Australian UCG Process

UGC: Underground Coal Gasification
Australia is leading the world's renewal of interest in the conversion of underground coal to an energy rich gas named SYNGAS. SYNGAS can be used as high quality feedstock for gas fired power stations and excitingly the production of HydroCarbon liquids as well as a range of other products.

The process has been labelled as "Underground Coal Gasification" where coal is heated creating a chemical process underground and the resultant gas (Syngas) is piped to the surface. Underground coal gasification (UCG) is an in-situ gasification process carried out in non-mined coal seams using injection and production wells drilled from the surface, which enables the coal to be converted into product gas.

In its simplest form, injection and extraction wells are drilled into the coal seam. An oxidant is pumped into the injection well to stimulate combustion and the coal face is ignited, resulting in partial combustion of the coal in the seam. The oxidant may be air, oxygen, steam or a combination of all, depending on the design of the site and the requirements of the product gas.

The partial combustion of the coal results in the formation of a combustible product gas consisting of various proportions of hydrogen, methane, carbon monoxide and carbon dioxide – syngas. The syngas flows through the porous coal seam, is removed through the extraction well and then cleaned.

The process is flexible in operation and is capable of producing commercial quantities of gas to be used as a chemical feedstock or as fuel for power generation. The technique can be applied to resources that are otherwise not economical to extract and also offers an alternative to conventional coal mining methods for some resources. UCG has the advantage over traditional coal mining and gasification in minimising environmental and social harm. The technology could be used to ensure that coal remains a part of the global energy mix by providing a solution to reduce and abate greenhouse gas emissions (GHG).
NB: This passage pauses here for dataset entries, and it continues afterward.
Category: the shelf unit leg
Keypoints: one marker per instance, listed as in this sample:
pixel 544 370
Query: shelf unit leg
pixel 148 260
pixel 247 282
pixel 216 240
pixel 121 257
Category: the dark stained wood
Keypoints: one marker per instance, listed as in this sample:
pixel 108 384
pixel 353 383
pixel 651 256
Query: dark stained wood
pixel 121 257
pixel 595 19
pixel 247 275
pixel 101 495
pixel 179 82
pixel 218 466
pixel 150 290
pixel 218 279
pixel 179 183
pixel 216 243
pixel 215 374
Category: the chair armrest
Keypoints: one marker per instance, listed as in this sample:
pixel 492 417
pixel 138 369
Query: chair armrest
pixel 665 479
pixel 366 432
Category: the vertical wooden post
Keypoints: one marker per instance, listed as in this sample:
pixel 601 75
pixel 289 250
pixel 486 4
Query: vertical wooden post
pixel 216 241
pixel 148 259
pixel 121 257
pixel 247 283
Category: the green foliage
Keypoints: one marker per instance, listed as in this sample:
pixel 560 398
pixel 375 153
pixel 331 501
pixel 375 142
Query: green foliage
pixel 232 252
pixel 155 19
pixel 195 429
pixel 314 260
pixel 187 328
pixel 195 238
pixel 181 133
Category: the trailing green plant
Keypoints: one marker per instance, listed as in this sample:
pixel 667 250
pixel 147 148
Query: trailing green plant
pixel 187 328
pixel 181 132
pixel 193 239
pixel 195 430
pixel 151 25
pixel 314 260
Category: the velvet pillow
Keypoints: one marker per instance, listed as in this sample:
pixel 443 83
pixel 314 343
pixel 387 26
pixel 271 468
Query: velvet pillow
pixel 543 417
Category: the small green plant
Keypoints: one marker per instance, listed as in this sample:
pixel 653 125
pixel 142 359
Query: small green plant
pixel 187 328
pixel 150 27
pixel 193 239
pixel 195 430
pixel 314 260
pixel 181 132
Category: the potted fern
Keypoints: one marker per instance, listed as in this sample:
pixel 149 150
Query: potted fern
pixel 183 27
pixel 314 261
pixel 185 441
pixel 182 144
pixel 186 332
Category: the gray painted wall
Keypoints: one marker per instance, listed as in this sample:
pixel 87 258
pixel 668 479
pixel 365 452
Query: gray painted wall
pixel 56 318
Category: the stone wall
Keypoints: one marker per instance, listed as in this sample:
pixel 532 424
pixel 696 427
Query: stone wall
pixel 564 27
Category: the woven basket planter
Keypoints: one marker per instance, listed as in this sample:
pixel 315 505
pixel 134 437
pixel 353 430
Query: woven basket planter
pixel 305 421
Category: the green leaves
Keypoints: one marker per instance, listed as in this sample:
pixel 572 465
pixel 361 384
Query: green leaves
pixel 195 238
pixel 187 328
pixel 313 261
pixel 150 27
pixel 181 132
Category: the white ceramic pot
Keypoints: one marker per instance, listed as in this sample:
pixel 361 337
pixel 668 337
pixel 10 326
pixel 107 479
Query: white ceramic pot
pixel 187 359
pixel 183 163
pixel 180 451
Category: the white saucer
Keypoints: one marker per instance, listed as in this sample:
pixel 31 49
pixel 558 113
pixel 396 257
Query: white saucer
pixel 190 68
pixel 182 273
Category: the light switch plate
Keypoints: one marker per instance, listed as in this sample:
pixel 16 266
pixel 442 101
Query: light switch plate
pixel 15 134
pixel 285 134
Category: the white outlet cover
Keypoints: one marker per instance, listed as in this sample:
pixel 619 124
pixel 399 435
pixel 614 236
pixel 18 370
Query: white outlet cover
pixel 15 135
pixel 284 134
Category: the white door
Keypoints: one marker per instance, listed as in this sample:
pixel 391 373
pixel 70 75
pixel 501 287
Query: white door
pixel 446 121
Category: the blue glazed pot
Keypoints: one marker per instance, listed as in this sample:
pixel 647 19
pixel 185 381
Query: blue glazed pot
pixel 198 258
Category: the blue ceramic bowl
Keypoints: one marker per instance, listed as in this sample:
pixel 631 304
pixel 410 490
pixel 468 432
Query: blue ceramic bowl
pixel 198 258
Wiki

underground coal gasification diagram/image

Quick Points

  • Since the 1930s over 50 UCG pilot programs have been conducted world wide
  • The ignition rate can be controlled and can be stopped
  • The gas quality can be controlled
  • Seepage from the chamber is prevented by maintaining a positive external pressure gradient
  • Between 70 - 90% of the coal is utilised
  • UCG has been deemed the "cleanest - greenest" way to utilise coal
  • The technology is widely seen as being ready for commercial development
  • The adoption of UCG will liberate vast quantities of "stranded" coal
  • Three Australian companies have carried out successful UCG trials
  • Australia has several trillion tons of coal that may be suitable for UCG
  • Coal seams more than 2m thick are highly suitable, 1.5- 2m medium suitable and less than 1m thick are unsuitable.
  • Queensland is said to be able to produce syngas worth 1 trillion dollars
  • The USA, China, UK, South Africa, Vietnam and India are currently researching and developing UCG technniques

The difference between underground coal gasification and coal seam gas

UCG Projects Worldwide
Underground coal gasification worldwide

This map shows underground coal gasification (UCG) sites worldwide, including planned sites and prior pilot test sites. The sites of note are Centralia, Washington, and Hoe Creek, Wyoming, which are two Lawrence Livermore test sites; Chinchilla*, Australia, where the longest pilot in the Western world was recently completed; and Angren, Uzbekistan, where a commercial UCG plant has operated for 50 years. The underlying gray shading shows potential areas for geologic carbon storage. Read more -Fire in the Hole

*Over the last few years, the number of activities throughout the world focusing on UCG has rapidly increased. Linc Energy's Chinchilla project, operating from 1997 to 2009 in Queensland, Australia, demonstrated the first long-term UCG pilot in the Western world. That project had advanced to the stage of completing a coal gas-to-liquids pilot that successfully produced ultraclean diesel and aviation fuel. Linc Energy is currently (2014) active overseas with multiple projects using the knowledge gained from their Queenland operations. Linc in response to continued Queensland Govt. interference has delisted from the ASX and is now listed on the Singapore Stock Exchange (SGX) under the code: TI6.

Also in Queensland Carbon Energy have conducted a successful oxygen-injected Syngas production trial resulting in high quality, high volume gas production suited to power generation and multiple chemical synthesis products.